A gray-winged form plunged from nowhere into a swirl of powdered snow, and a quick geyser of white erupted, then died away as the gray-hawk flapped away, a small white-coated rodent in its claws.
As the hawk vanished, Nylan inched forward on the skis, mainly to shift his weight and keep his hips and knees from cramping in the cold. He looked back in the general direction of the tower, but could see nothing but snow, tree trunks, and the white-covered green of the fir branches.
A rhythmic swishing, almost a series of whispering thuds, rose, just barely, over the hissing of the wind.
Nylan squinted, looking downhill, when the snow cat bounded across the hillside toward the trail where he stood, moving so quickly that what had seemed a small figure swelled into a vision of knife claws and glinting teeth even as Nylan released his first arrow and reached for the second, triggering reflex step-up. The second arrow flew as the leopard reached the snow beside the flat section at the crest of the trail.

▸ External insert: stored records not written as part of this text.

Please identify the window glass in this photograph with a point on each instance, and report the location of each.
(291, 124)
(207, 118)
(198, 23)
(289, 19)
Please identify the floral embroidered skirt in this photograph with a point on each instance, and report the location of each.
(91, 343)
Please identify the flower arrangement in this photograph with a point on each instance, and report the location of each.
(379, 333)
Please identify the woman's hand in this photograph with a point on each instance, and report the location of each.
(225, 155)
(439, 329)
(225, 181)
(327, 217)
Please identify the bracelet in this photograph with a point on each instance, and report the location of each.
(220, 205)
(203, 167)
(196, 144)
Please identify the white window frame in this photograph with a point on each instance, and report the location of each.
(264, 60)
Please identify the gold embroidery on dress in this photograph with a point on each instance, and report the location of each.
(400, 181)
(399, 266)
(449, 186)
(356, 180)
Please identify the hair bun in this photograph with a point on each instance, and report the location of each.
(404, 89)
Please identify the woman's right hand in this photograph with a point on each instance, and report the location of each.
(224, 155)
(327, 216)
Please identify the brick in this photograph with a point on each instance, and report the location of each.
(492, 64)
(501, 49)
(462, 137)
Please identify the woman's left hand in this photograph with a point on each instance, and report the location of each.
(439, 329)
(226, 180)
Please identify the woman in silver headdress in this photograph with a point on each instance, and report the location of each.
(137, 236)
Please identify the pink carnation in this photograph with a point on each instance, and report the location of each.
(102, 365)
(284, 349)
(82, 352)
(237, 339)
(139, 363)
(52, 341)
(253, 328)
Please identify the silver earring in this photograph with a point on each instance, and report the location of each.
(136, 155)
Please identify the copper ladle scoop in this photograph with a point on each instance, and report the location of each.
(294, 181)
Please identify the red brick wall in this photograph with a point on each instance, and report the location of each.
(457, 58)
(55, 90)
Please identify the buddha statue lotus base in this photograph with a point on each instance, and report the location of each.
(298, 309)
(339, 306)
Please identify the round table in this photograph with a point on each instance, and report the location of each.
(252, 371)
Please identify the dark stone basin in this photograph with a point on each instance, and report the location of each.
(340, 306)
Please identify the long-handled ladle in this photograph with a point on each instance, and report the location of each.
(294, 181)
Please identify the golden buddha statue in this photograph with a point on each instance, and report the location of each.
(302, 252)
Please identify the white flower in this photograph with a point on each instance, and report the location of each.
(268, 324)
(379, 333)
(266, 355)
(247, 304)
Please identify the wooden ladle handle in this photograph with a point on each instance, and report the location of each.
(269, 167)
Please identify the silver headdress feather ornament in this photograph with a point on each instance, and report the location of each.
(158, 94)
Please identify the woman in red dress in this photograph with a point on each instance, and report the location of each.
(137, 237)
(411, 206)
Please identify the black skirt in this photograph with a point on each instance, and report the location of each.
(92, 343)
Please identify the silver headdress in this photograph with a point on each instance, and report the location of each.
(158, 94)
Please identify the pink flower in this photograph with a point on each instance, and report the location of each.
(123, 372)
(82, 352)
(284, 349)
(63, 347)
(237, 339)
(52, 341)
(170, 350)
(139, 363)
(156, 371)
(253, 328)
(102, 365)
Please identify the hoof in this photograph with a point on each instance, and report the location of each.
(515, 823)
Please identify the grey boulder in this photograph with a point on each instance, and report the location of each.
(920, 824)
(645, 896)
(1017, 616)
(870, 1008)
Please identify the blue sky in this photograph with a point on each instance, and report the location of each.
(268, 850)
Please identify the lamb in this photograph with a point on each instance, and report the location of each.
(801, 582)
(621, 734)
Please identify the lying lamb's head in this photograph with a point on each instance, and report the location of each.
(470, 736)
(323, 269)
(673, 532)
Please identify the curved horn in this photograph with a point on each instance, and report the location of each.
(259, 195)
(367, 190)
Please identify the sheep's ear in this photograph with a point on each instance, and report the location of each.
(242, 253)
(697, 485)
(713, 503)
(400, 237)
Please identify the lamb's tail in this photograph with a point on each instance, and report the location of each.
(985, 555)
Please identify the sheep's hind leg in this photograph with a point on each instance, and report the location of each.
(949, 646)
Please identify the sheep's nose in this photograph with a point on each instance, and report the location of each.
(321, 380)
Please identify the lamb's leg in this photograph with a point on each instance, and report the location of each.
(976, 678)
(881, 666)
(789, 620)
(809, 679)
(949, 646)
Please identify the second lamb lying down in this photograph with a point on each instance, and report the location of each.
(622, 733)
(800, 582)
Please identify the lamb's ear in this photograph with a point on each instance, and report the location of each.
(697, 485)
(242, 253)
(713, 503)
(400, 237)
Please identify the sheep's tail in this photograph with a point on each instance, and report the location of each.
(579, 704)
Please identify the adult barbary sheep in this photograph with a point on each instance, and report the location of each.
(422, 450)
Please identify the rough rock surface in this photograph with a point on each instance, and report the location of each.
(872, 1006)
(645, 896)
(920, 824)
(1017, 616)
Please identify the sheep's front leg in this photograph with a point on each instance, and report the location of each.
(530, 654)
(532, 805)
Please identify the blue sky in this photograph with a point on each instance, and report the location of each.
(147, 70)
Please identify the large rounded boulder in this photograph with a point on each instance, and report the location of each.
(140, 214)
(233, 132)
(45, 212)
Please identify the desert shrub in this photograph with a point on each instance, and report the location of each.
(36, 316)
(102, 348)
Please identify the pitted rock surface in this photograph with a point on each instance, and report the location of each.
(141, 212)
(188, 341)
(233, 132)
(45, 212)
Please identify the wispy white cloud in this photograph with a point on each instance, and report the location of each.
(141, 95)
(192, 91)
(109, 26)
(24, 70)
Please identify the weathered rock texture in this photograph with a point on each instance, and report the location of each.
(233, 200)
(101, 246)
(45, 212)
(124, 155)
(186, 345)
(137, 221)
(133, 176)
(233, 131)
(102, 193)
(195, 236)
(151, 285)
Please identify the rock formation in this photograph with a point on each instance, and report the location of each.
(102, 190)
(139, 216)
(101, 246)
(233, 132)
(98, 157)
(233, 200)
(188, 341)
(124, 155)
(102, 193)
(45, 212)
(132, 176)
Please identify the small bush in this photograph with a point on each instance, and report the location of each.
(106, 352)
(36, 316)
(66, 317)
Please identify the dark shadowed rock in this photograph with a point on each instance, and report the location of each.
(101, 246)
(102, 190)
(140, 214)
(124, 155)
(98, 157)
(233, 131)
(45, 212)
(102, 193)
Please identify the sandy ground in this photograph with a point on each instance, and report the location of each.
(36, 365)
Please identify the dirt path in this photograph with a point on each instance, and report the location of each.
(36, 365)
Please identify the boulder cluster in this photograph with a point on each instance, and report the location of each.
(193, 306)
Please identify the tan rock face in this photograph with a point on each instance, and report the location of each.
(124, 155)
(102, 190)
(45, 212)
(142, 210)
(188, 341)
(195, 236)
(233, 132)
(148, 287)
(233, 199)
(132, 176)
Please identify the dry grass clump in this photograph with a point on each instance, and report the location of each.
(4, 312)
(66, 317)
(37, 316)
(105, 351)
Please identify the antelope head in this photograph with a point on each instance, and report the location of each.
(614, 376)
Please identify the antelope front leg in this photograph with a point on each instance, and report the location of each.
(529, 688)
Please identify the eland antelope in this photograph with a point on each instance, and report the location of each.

Both Nylan and the snow cat seemed to be moving in slow motion, but the engineer forced his body to respond. The third arrow left the bowstring as the cat stretched toward Nylan.
Bow still in hand, he managed to dive into the snow at the side of the trail as the snow cat lunged at him. A line of fire slashed down his shoulder as he half twisted away from the mass of fur and claws. His skis linked together, and he toppled like a tree blasted by a microburst into the deep snow, a heavy weight on his back.
That weight did not move, and, in time, Nylan levered it away from him and, through a combination of rolling, twisting, and gasping, finally struggled into the light.
His knees ached. One leg burned, and the other threatened to cramp. Half sitting, half lying in the snow, he managed to reach one of the poles he had abandoned to use the bow, and with it, to retrieve the bow itself. He laid it on the edge of the harder snowpack of the trail. Then he looked at his boots and the mass of snow and ice around the thongs.
With a groan and more rolling he finally managed to totter erect.
The claws had sliced through the heavy leather shoulder of the hunting jacket he had borrowed from Ayrlyn, but blunted the impact enough that the wound was little more than a thin line skin-deep.
He looked at the snow-covered leopard, then downhill, but the forest was silent. After prodding the cat with one of his poles, he took a deep breath, regretting it instantly as the chill bit into his lungs, and then edged his skis toward the dead leopard.
Nylan knelt and removed the first arrow shaft, wiping it clean on the snow, then replacing it in the quiver. Then he searched for the second.
The sun was well past midday when Saryn trudged uphill, pulling the carcass of a winter deer behind her. By then, Nylan had dragged the snow leopard out onto the trail and worked out the three arrows.
"I'm sorry, Nylan, but... we do need the meat, and it took me longer-What happened to you?" Saryn stopped and stared at the bedraggled engineer, her eyes going from his shoulder to the body of the snow leopard.
"It decided I'd make a good dinner. I tried not to oblige."
"You were lucky."
Nylan nodded. His jaw still chattered, and his knees were wobbly, especially as he looked at the stretched - out length of the cat.